Allen PopelsCorrespondent IAugust 8, 2009

NEW YORK - APRIL 26: (L-R) Alexaner Semin #28,  Alex Ovechkin #8, Nicklas Backstrom #19 and Mike Green #52 of the Washington Capitals celebrate their goal at 16:44 of the second period against the New York Rangers during Game Six of the Eastern Conference Quarterfinal Round of the 2009 NHL Stanley Cup Playoffs at Madison Square Garden on April 26, 2009 in New York, New York. (Photo by Bruce Bennett/Getty Images)

With a roster full of talented young players that led the Washington Capitals to the second round in the Stanley Cup Playoffs, and a solid farm system that saw both the Hershey Bears win the AHL's Calder Cup championship and the South Carolina Stingrays win the ECHL's Kelly Cup championship.  There is no question that the organization has a lot of depth entering the 2009-10 season.

Washington returns all seven defensemen that were key contributors on the team's second straight Southeast Division championship.  Plus, Karl Alzner looks to join the squad in a full-time role this year after getting his feet wet with 30 NHL games in his rookie season.

Brian Pothier, who returned late last season from an extented absence because of complications from a concussion, commented on the logjam at the back-end to the Washington Post last week. 

"We have a lot of d-men.  I think it's great to have the depth.  But obviously there are going to be some disappointed people come training camp," said Pothier.  "But that's the juggling act [management and the coaching staff] has to do to keep everyone happy.  I don't envy their position."

Many experts also believe that John Carlson, the Capitals first-round pick in 2008, also has a good chance at cracking the roster.  After finishing his junior season where he put up 76 points in 59 with the London Knights, the 19-year-old Carlson joined the Hershey Bears for their playoff run and gained some valuable professional experience.

"You notice him out here right away," Bruce Boudreau said during Capitals development camp last month.  "With his size and his strength, he's got the physical stature of an NHL player."  

That's nine defensemen battling for six starting spots, with the possibility of the team keeping one or two extra on the team.  They also have players like Tyler Sloan, Sean Collins, and Bryan Helmer who most likely won't have the opportunity to make the team out of camp, but would provide good depth in the event of multiple injuries, something they excelled at last season.

That's a lot of defensemen to choose from for the upcoming season.  If Alzner does prove that's he's ready to be a full-time player, Washington may need to make a move involving one of their more established players such as Shaone Morrisonn, Milan Jurcina, or Jeff Schultz in order to make room for him.

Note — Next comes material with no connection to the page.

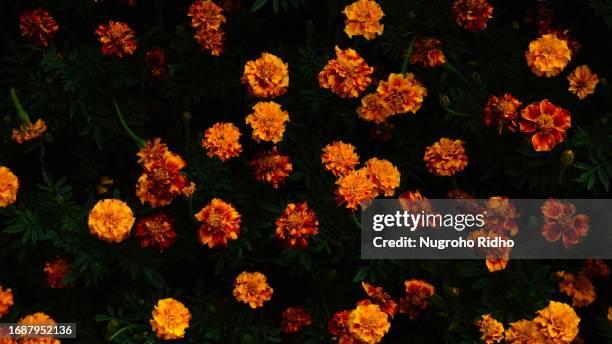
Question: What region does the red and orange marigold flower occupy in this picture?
[318,46,374,98]
[520,99,572,152]
[195,198,242,248]
[96,20,138,58]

Ten forwards from last season's team return, in addition to Michael Nylander whose status is yet to be determined.  The two veteran losses, Sergei Fedorov and Viktor Kozlov, were replaced by free agents Mike Knuble and Brendan Morrison.  That means the club's four lines are pretty much set heading into the season with 13 forwards currently on the roster. That doesn't leave much room for players such as Chris Bourque, Alexandre Giroux, or Quintin Laing who are all looking to make the jump to the NHL. 

One question mark will be the health of Eric Fehr.  He had surgery on both of his shoulders in May and if he is not ready to go, that would leave one forward position in the nightly lineup open until he returns.

Fehr told the Washington Post, "I would say it's probably 60-40 that I won't be ready.  I don't think I'm behind schedule.  I actually think I'm right on schedule, if not a little ahead."

The depth continues at the goaltending position as well.  Semyon Varlamov returns as the most likely candidate to become the club's number one netminder, based on his performance in the playoffs.  Jose Theodore and Michal Neuvirth will battle for the backup job, with Theodore holding the advantage due to the fact that the Capitals would like one of their goalies to have some veteran experience.  Neuvirth would then get the chance to continue to develop and play everyday in Hershey, while waiting for the next available opportunity to open up.

Assuming Nylander remains with the Capitals, they will be right up against the salary cap and most likely won't be able to afford to keep the maximum number of 23 players on the roster.  If they keep 22, you would ideally like to have one extra forward and one extra defenseman. 

The battle during training camp for those last two spots will be intense, and there could be a player you've seen as a regular here over the past few seasons forced out due to some young players commanding a spot in the lineup.  It should make for an exciting training camp as the Capitals determine how their roster will take shape for the 2009-10 season.